Already in the works for more than four years, the AOA’s Registry will be open to all of the organizations’ nearly 34,000 members when it launches in June after alpha testing with about 20 practices and then beta testing with another 15 to 20 practices across the country. At first integrating with RevolutionEHR, Compulink and MaximEyes optometry-focused electronic health records software, the goal of the Registry is to eventually “integrate with all” EHRs over time, according to Jeffrey C. Michaels, OD, of Family Vision Care of Richmond, in Sandy Hook, Va., who chaired the committee to launch the AOA’s Registry.

“With a paradigm shift occurring in health care, Registries are becoming more and more important as an essential tool,” Michaels told VM. “The emphasis of the Registry is to integrate with EHRs, allowing optometrists to seamlessly and automatically submit data, so they can spend more time being optometrists not data typists.”

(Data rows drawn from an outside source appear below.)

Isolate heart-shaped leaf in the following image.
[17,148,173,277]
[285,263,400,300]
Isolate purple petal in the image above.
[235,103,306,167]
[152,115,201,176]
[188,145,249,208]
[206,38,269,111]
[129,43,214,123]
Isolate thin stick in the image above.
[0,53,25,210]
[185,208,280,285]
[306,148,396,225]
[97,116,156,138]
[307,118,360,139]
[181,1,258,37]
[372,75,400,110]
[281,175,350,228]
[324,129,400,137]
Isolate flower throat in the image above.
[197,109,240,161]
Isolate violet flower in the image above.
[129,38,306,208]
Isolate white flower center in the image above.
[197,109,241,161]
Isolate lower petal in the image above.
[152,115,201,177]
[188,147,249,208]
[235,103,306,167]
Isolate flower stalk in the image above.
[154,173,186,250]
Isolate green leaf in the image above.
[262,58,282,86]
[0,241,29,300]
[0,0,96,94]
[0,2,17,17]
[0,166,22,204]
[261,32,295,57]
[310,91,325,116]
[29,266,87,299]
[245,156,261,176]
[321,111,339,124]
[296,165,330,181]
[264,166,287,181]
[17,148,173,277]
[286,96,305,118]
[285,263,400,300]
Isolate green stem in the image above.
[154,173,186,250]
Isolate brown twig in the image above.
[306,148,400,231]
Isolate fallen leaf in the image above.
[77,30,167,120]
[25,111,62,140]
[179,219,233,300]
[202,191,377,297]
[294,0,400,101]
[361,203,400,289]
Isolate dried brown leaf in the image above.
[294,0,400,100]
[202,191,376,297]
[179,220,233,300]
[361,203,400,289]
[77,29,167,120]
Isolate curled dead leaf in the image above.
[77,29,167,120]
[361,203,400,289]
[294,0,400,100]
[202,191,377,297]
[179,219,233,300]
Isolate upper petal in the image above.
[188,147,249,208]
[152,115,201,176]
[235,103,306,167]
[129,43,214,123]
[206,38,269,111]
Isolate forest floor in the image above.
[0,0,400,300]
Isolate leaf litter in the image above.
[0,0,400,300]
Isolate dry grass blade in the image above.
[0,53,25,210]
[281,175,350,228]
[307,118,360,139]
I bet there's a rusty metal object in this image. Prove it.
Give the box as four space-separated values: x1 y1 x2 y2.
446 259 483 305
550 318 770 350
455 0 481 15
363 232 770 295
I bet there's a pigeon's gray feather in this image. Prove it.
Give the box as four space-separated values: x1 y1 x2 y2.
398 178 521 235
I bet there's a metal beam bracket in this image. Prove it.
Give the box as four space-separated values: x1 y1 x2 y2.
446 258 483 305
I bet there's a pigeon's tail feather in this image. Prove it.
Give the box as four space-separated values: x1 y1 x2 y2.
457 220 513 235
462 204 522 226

The aggregated patient data can then be used by optometrists “to be able to see the effect their care is having on their own patients,” said Michaels, and “for some outcomes they would also be able to benchmark themselves in comparison to other optometrists across the country.” In addition, the aggregated results will also enable practitioners to adhere to quality measures to help improve reimbursements. “With Medicare and other insurance providers putting such an emphasis on quality, the Registry is another tool allowing optometrists to provide the best health care possible.”